LAS VEGAS (KLAS) — Snow scientists identify April 6 as the typical date to best evaluate the snowpack levels for the runoff to the Colorado River each year.

This year, with a month to go, things are looking good. And it’s about a lot more than just how deep the snow is right now.

The snowpack — snow water equivalent (SWE) — is currently at 134% of normal in the Upper Colorado River Basin according to data from the U.S. Bureau of Reclamation. A look at recent reports on snowpack levels over the past few weeks (see the blue box in the center of each image below):

Karl Rittger, a research associate at the Institute of Arctic and Alpine Research, analyzes all kinds of data on snow and brings it to the public through his “Snow Today” website, part of the National Snow and Ice Data Center through the University of Colorado Boulder.

Rittger’s analysis shows that recent weather has left a “bright” snowpack in the Rockies that isn’t absorbing too much of the sun’s energy — and so it’s melting slower and will last longer. That is, if these trends continue.

Besides the snow depth, Rittger looks at the amount of land covered by snow. That’s important, even if that water never makes it to the Colorado River drainage system that reaches all the way to Lake Mead.

“We’ve got more area than we usually do covered with snow,” Rittger said.

Karl Rittger of the Institute of Arctic and Alpine Research.

The reason that’s important: Any precipitation or snow cover helps keep dust down. Dust particles absorb the sun’s energy and make snow melt faster. But if the dust never makes it to the mountain snowpack surfaces, the snow “albedo” — brightness — remains high and reflects more of the sunlight.

You can go to the website and see comparisons to previous years, and look at different factors that affect snowmelt. In the video at the top of this story, Rittger goes through some of the things he watches for snow in the Colorado Rockies and other regions.

Rittger’s website offers tools to look at snow in ways you never imagined. And it’s important in understanding what’s happening as climate change brings hotter, drier weather to the West.

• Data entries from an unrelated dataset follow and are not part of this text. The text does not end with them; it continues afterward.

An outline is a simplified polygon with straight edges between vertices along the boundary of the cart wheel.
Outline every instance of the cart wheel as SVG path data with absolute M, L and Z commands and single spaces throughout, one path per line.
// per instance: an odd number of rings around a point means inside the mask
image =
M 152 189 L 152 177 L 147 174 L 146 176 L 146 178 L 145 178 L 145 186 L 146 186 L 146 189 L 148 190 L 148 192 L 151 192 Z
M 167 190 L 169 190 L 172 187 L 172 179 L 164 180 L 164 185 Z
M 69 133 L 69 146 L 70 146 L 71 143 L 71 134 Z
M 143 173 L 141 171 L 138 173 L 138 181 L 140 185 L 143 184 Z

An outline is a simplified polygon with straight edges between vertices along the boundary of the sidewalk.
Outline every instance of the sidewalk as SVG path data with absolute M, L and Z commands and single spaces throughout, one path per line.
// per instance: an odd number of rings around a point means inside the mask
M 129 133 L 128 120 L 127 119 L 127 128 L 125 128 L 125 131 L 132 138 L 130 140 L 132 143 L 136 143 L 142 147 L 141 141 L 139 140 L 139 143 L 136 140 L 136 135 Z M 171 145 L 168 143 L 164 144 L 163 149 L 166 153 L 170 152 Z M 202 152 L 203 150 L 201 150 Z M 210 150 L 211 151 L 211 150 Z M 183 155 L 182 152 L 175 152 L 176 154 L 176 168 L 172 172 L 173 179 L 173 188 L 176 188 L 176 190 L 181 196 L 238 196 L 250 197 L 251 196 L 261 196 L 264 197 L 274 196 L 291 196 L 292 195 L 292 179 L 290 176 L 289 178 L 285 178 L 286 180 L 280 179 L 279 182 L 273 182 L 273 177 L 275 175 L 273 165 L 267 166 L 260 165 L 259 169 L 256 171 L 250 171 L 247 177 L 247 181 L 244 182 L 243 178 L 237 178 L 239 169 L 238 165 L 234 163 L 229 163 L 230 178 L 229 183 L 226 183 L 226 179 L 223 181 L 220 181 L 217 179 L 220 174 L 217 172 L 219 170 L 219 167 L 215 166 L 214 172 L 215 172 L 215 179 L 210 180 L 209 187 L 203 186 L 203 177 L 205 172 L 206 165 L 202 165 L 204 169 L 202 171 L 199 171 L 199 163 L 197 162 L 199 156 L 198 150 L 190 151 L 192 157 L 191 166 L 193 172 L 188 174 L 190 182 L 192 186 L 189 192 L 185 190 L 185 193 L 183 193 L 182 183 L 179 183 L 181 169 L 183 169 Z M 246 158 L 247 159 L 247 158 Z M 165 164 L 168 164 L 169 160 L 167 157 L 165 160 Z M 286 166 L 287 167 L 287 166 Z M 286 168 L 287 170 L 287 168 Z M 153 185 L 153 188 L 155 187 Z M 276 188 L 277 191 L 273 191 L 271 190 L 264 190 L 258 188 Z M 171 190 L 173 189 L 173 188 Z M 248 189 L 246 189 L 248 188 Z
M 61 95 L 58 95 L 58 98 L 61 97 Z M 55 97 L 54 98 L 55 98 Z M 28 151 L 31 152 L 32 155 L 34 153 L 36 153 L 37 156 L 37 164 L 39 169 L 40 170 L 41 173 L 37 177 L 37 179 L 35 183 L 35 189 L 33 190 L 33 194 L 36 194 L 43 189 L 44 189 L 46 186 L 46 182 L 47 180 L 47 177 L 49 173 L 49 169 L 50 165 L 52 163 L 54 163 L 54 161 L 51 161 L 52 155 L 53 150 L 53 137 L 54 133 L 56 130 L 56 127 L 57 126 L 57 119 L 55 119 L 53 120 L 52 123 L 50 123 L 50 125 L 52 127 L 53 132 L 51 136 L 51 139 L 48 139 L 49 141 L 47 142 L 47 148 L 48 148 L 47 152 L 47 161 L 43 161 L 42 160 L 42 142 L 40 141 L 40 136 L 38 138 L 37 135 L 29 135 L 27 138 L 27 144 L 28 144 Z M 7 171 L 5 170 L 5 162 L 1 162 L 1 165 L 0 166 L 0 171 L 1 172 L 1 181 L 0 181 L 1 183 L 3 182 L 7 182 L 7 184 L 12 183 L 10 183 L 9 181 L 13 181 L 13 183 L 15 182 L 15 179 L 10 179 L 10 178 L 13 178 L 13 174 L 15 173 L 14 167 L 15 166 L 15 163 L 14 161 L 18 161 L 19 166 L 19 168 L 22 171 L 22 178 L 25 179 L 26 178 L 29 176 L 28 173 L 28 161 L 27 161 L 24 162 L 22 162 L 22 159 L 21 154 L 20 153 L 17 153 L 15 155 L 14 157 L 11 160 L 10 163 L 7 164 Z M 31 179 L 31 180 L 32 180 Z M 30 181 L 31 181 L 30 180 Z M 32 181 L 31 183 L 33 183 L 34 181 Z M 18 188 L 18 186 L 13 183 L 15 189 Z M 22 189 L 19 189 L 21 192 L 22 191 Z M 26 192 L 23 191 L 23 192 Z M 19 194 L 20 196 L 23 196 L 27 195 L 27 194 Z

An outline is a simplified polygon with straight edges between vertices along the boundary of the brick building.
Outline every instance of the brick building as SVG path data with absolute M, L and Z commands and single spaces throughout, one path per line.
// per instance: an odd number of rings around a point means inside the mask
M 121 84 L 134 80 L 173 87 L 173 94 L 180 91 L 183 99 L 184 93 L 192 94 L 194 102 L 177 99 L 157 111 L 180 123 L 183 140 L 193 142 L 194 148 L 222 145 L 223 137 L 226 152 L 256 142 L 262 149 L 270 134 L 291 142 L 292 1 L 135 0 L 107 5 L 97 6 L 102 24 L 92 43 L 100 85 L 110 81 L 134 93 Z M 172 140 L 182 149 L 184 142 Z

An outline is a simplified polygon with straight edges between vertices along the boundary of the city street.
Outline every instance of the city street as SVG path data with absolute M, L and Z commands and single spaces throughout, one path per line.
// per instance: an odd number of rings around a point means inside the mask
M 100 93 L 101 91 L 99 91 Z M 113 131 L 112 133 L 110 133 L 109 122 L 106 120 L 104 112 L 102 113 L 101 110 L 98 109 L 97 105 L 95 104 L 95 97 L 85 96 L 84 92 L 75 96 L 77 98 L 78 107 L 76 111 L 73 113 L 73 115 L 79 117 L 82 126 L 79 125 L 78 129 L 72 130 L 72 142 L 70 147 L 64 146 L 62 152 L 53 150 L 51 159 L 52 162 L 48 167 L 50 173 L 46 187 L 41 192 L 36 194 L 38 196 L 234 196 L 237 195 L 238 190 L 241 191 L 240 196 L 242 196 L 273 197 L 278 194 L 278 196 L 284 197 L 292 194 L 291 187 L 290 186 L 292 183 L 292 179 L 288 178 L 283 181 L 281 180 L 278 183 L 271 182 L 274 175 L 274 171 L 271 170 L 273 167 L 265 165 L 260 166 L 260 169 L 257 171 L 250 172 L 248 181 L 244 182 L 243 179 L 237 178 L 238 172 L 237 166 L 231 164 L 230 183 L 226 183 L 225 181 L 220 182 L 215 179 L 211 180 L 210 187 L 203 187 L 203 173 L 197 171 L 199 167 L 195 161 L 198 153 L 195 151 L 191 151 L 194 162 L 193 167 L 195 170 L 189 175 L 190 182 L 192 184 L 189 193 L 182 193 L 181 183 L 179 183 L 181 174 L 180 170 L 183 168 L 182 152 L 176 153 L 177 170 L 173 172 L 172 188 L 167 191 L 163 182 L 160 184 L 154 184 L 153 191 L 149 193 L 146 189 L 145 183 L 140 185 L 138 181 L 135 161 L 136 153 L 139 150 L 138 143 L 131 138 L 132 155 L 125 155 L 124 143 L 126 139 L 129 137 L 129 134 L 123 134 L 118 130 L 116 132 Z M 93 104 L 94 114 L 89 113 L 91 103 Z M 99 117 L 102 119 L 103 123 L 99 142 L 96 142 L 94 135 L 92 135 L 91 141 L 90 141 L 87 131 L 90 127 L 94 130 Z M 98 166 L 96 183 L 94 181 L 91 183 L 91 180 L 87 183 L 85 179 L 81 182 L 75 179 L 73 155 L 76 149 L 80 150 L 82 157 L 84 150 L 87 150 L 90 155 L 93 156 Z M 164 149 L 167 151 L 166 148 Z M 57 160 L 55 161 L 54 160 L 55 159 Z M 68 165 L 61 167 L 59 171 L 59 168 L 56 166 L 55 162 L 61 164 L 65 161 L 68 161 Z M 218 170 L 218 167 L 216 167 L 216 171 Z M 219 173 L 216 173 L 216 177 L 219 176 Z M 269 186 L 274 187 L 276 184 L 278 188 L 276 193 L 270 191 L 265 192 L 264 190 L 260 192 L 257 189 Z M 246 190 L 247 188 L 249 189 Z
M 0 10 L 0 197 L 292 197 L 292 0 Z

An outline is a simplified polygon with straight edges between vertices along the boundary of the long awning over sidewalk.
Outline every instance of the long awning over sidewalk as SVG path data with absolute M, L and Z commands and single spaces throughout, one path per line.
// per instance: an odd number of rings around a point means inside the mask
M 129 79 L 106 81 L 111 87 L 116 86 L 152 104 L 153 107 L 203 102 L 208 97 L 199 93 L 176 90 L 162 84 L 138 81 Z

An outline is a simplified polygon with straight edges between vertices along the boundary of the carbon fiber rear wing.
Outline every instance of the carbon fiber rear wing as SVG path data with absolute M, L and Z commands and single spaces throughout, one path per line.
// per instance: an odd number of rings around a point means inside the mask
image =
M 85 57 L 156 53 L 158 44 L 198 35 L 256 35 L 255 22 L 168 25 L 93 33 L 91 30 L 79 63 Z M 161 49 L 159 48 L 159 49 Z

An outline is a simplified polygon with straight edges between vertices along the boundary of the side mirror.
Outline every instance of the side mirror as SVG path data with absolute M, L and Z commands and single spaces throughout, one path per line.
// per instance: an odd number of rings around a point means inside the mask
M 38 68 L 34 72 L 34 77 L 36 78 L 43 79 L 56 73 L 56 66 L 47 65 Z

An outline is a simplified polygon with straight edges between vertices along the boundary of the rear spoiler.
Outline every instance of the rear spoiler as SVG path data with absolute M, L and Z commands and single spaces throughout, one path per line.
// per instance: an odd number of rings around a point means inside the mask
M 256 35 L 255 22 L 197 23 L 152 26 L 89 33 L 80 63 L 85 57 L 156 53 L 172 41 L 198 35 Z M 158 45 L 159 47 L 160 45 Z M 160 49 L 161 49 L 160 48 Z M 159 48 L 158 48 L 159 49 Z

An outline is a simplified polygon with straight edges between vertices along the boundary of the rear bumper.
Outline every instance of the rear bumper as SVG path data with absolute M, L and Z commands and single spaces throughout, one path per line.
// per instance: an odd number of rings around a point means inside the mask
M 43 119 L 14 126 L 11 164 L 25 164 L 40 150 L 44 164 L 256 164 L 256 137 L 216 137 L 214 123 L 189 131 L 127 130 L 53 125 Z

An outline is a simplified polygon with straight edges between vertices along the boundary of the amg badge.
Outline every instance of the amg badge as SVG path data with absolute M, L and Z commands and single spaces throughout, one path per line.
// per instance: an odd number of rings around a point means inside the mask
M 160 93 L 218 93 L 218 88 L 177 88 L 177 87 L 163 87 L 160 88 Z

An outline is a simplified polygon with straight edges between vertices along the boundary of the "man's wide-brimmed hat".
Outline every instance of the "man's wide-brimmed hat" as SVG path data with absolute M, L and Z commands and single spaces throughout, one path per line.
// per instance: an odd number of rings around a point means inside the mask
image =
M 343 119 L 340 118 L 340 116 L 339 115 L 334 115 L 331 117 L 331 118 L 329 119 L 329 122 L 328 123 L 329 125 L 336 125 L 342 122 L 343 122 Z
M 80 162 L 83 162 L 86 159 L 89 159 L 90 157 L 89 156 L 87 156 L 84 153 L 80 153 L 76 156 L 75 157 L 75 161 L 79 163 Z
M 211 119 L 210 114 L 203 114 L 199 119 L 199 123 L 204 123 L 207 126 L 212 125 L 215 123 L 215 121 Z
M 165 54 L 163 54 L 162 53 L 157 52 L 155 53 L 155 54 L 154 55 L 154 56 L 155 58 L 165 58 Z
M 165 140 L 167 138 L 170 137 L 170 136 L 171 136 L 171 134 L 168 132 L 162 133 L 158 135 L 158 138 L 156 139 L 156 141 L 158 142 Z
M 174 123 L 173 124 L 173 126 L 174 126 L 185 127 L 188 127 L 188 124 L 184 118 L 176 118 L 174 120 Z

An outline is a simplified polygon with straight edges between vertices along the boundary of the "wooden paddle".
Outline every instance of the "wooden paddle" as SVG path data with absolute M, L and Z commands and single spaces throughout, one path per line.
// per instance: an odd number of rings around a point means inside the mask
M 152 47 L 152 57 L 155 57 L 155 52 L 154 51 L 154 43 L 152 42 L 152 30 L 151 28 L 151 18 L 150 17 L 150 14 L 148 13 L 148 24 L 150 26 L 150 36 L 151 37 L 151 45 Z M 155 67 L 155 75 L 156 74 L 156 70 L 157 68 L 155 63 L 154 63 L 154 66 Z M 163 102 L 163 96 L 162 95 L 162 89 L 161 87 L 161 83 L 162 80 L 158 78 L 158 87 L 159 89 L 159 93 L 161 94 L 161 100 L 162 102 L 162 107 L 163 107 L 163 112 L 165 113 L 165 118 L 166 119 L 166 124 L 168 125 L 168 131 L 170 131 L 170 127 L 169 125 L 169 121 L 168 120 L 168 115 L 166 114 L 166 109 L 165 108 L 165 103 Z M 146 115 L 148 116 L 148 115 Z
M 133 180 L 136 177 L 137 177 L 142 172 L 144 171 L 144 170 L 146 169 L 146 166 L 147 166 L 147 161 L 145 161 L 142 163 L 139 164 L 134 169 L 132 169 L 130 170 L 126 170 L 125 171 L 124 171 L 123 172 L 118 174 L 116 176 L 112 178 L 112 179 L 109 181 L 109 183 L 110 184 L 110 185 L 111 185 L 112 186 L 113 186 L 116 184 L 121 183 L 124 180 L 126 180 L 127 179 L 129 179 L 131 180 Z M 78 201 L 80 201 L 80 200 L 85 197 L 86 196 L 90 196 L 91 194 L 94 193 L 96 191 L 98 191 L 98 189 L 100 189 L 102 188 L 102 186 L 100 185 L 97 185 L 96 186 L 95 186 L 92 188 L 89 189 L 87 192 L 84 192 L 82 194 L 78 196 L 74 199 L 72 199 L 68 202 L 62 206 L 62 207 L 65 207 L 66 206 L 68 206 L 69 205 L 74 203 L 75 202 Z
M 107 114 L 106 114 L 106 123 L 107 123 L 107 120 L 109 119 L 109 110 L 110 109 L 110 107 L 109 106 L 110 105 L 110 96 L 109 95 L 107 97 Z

The website uses satellite imagery which is more useful as the science grows. Measurements taken on the ground are plotted on points on the map.

“What you see here is that on the western portion of the Upper Colorado on into Utah there, we have very high values” for snow cover, he said. He sees more normal conditions near Denver.

The Upper Colorado River Basin feeds the river, providing water for 40 million people as it passes through Lake Powell and Lake Mead, and on to Arizona, California and Mexico.

That snow that you see on the mountains around Las Vegas? It doesn’t amount to enough to affect the water level in Lake Mead. And pictures of record snows in California? When it melts, it’s headed to the Pacific Ocean — not Lake Mead. It’s all about water stored in the snowpack in the Rockies.

Conservationists say the Colorado River Basin is getting about 20% less water than before the megadrought that began in 2023, and temperatures along the path of the river are about 2.5 degrees higher.

After two decades of drought, the “normal” — a 30-year average — isn’t what it was before the year 2000. And scientists emphasize that climate change isn’t going away. One good year for snowpack levels will not undo years of drought.